Depois de uma entrevista em que, mais uma vez, José Sócrates resistiu a tudo, mostrando um profissionalismo indestrutível e uma firmeza que, sobretudo quando se exerce sobre si próprio, sob a forma de auto-disciplina, não falha, o Banco de Portugal declarou que o país entrou em recessão ( ainda assim, foi dos últimos países europeus a entrar) e reviu em baixa a previsão de crescimento para 2009. Anunciou também que uma ligeira e insuficiente recuperação podia começar em 2010 (estagnação em vez de recessão). 

Não vale a pena levar muito em conta os números adiantados, porque estão a ser permanentemente desmentidos por aqueles que os adiantaram. Como dissemos aqui há já alguns meses, os economistas parecem baratas tontas e não vale a pena esperar outra coisa deles, nos tempos mais próximos, do que balbucios numéricos e previsões erradas. De tal forma isto assim é, que o Orçamento do Estado para 2009 terá de ficar sujeito a uma espécie de rectificação permanente. E ninguém nos garante que da recessão não se passe para a depressão.
Perante este anúncio tão técnico de recessão (há recessão quando o PIB cai durante dois trimestres consecutivos), muitos portugueses ficaram confundidos e não sabem muito bem o que esperar. Basta no dia seguinte ter ouvido as conversas de rua, cafés e transportes públicos para se perceber que tudo ainda se passa nos écrans de televisão. Por isso, é bom que se esclareça que a recessão significa aumento de quase tudo o que é mau e diminuição de quase tudo o que é bom. Significa crescimento negativo de economia (isto é, decréscimo de criação de riqueza), diminuição dos índices de confiança, pobreza, aumento do desemprego, diminuição do consumo. Significa, a curto e médio prazo, mais falências de empresas, menos criação de emprego, redução da actividade económica, diminuição das exportações, aumento da dívida, diminuição do crédito. Quer dizer que a crise começa a chegar, por vezes dramaticamente, à economia real, à vida das pessoas, às casas das famílias. É para isso que todos devemos estar preparados. 

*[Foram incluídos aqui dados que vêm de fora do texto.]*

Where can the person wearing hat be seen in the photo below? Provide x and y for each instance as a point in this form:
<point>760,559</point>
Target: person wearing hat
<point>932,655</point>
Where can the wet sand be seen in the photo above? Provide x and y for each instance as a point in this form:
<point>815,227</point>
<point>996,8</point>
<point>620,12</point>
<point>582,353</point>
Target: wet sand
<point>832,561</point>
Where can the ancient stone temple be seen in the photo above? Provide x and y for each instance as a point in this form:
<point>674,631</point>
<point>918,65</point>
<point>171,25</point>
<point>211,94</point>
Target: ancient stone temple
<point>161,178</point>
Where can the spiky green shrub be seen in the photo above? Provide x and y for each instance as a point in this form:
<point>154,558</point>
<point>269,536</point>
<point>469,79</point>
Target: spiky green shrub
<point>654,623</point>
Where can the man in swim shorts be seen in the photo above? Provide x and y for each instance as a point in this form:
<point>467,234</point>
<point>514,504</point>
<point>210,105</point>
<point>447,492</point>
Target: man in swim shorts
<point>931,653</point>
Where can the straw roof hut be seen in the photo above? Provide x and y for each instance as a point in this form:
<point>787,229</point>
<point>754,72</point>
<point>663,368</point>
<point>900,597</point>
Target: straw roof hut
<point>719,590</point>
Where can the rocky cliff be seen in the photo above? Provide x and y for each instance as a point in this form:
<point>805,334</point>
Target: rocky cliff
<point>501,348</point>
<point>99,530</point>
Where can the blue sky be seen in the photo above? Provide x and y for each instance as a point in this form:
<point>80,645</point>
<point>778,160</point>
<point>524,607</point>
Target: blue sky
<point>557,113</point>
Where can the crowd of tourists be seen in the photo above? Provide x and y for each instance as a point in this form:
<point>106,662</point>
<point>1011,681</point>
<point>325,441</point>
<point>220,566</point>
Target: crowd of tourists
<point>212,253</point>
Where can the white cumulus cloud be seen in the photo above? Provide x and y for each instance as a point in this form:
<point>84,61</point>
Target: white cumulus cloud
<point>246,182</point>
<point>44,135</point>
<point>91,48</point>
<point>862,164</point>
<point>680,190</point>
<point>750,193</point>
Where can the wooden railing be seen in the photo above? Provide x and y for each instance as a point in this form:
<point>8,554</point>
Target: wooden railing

Na entrevista que deu, o primeiro-ministro quis, em nome do governo, mostrar que está a agir para enfrentar a crise e limitar os seus efeitos negativos. Apresentou algumas medidas, importantes mas circunscritas. Falta demonstrar ainda que tem uma estratégia política global, declinada em todos os aspectos políticos, sociais, económicos e financeiros, e baseada já num novo paradigma.

Mal se soube da recessão, Manuela Ferreira Leite, para não ser mais uma vez acusada de estar fora de jogo, saltou a pedir um debate televisivo com o primeiro-ministro. É claro que Sócrates não hesitou um minuto. Mandou logo responder que nem pensar, que debate com a oposição era no Parlamento, onde a velha senhora não está porque na altura das listas estava mais interessada em trabalhar em bancos do que em fazer política. Por uma vez, os mais influentes e mesmo hostis analistas e comentadores políticos vieram dar razão a Sócrates. A proposta de Manuela não tem sentido nenhum e só um primeiro-ministro parvo, ingénuo ou incompetente se prestaria a fazer um frete destes ao seu adversário. Resultado: Manuela não obteve o que pediu, nem sequer ganhou capital de queixa por o não ter obtido. 

A conclusão a tirar é que, com descidas constantes nas sondagens e sem acertar uma há sucessivos trimestres, não é só o país que está em recessão económica - também o PSD está em recessão política. E tão grave é uma como a outra.